Spem in Alium, but not as we know it. Tallis’s magnificent 40 part motet in English, not Latin, and no its not a translation which is probably just as well as some people I know maintain that it means "Spam in Aluminium". No, this is Sing and Glorify Heaven’s Majesty the text that was laid out in the earliest surviving manuscript of the piece produced for the coronation of Henry Prince of Wales in 1610 and used also two years later for Charles’ coronation with his name substituted for Henry’s in the last line of the text.
And this is part of Alistair Dixon’s group Chapelle du Roi’s ongoing complete Tallis series for Signum. They have recorded Spem twice in Latin and English for volumes 7 and 8 of the series but they’ve had the engaging idea of putting both side by side on a sort of two track Thomas Tallis CD single. And you don’t get many of those.
Its a fine recording as well, beautifully captured in the wide open spaces of All Hallows church in Gospel Oak in North London. ..."
"Tallis’s 40-part motet Spem in alium, whatever the occasion for which it was written, is a work that astonishes afresh whenever one hears it. There have been a number of remarkable recordings of the work (those by The Clerkes of Oxenford, The Tallis Scholars, Pro Cantione Antiqua and Magnificat come to mind), and this new version by Chapelle du Roi must join them.
Not only does Alistair Dixon shape the music beautifully, but he has a first-rate team of singers who respond to the music’s every nuance. This opinion is only confirmed by the coupling of the work with its English-texted contrafactum, Sing and glorify, probably written for the royal coronations in 1610 and 1616, of Henry and Charles respectively.
Anyone who believes the vocal counterpoint of this period to be essentially abstract should be immediately disabused of this idea on hearing Sing and glorify. While Chapelle du Roi make an excellent case for it, there is no disguising the conflict between Tallis’s music and the vocal colours of the English text.
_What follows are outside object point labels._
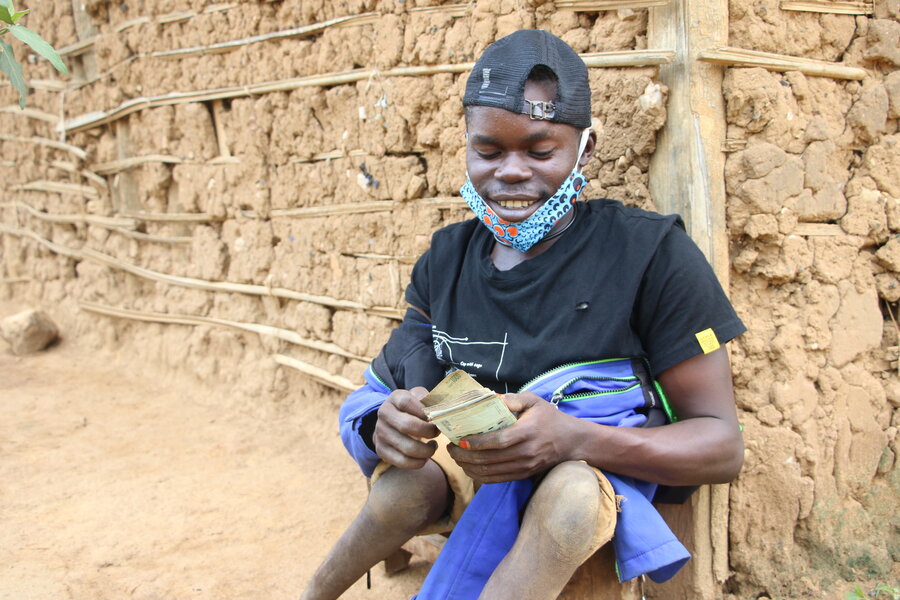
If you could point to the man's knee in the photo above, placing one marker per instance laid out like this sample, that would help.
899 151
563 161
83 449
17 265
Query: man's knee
573 512
412 499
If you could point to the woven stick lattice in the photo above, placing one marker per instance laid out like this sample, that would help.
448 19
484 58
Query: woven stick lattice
738 57
202 284
286 335
829 6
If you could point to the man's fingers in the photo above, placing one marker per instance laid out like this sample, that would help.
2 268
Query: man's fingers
409 401
399 460
410 425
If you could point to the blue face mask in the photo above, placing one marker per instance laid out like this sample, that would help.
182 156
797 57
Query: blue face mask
525 234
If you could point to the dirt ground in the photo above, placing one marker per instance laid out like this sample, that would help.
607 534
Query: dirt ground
118 484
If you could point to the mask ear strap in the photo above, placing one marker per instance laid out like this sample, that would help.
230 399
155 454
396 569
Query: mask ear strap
585 134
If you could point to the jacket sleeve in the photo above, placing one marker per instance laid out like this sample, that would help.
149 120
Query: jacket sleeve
407 360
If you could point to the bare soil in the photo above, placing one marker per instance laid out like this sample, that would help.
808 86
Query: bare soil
117 484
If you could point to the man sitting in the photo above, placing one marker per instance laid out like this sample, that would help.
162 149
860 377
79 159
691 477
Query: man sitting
568 308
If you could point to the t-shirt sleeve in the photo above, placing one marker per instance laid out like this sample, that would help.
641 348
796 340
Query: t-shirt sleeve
681 310
417 292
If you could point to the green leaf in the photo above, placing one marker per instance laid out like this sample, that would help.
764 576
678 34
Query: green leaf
13 69
38 44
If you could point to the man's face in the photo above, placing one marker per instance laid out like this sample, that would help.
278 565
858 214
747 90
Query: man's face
517 163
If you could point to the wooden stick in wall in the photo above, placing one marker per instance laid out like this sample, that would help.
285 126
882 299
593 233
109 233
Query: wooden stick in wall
31 113
115 166
149 237
172 217
75 219
829 6
93 119
52 246
231 45
286 335
71 167
202 284
738 57
57 187
628 58
334 381
599 5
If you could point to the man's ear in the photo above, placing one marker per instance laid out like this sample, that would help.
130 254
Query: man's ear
589 148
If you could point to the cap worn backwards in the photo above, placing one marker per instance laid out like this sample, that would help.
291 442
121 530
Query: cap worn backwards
498 78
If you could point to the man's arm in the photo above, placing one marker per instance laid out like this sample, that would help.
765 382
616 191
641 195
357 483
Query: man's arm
704 446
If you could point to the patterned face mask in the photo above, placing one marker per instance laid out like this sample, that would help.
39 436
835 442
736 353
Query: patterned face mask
525 234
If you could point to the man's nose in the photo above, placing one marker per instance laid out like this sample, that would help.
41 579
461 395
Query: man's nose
513 168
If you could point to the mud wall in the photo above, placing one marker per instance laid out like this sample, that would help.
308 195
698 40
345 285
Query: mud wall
240 190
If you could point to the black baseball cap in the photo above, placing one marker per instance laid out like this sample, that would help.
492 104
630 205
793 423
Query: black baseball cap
498 78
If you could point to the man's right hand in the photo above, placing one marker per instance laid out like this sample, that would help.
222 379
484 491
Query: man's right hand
400 429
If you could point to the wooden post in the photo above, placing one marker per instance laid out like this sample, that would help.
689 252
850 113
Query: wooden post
86 66
687 177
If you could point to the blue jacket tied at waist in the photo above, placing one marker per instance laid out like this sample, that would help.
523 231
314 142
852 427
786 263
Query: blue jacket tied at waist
610 392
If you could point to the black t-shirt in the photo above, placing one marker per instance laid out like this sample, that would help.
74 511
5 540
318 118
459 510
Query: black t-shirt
620 283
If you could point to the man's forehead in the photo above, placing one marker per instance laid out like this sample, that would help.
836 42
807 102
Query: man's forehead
482 123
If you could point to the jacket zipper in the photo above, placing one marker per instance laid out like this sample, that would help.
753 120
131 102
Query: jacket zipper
558 396
555 370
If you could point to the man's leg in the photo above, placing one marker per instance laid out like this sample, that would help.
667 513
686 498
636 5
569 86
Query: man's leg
559 532
400 504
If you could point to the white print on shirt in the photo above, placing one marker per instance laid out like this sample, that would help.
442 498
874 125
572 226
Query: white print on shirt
445 343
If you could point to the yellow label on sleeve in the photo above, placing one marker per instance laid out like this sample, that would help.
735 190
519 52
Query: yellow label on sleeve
708 340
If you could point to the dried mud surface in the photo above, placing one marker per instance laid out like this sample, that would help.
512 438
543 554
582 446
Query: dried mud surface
122 483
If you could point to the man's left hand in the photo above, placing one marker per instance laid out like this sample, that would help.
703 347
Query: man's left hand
542 438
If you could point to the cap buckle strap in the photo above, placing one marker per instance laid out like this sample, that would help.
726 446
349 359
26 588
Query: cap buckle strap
539 110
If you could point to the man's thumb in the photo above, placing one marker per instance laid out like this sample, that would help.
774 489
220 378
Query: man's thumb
519 402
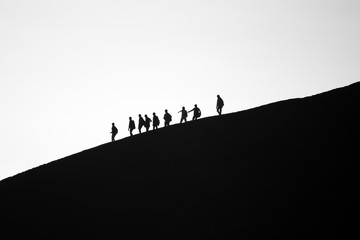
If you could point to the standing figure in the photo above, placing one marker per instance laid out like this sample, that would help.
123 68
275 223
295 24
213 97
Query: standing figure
197 112
147 122
113 132
156 121
183 115
131 125
141 123
167 118
219 105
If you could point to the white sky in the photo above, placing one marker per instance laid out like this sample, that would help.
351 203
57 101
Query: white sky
68 69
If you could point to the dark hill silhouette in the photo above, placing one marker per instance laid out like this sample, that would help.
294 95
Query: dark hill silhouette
284 170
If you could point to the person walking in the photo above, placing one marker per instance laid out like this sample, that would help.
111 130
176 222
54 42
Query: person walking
141 123
197 112
113 132
147 122
156 121
131 125
167 118
219 104
183 115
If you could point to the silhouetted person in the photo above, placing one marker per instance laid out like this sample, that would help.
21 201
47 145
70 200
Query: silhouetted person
141 123
219 105
156 121
183 115
197 112
113 132
167 118
147 122
131 125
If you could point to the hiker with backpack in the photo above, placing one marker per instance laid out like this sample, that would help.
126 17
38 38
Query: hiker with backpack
167 118
147 122
141 123
113 132
131 125
219 104
197 112
156 121
183 115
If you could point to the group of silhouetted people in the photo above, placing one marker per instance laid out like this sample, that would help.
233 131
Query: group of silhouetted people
167 119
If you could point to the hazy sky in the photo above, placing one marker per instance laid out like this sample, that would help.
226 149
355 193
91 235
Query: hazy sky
68 69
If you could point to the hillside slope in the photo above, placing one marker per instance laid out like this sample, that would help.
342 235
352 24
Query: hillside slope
283 170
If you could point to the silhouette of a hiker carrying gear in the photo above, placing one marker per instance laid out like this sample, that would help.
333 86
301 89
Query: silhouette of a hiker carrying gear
113 132
131 125
167 118
141 123
147 122
219 104
156 121
197 112
183 115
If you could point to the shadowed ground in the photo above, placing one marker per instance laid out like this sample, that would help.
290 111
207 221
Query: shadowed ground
284 170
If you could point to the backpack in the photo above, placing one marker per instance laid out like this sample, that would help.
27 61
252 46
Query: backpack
156 121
It’s a useful and clever re-working of an amazing piece, but it does great damage to the original, and for precisely that reason, we should be very grateful to Chapelle du Roi for recording the two versions side by side, thus making such a direct comparison possible.
While the cover of the disc is outstandingly horrible, the notes and recording quality are of as high a quality as the singing itself. Recommended."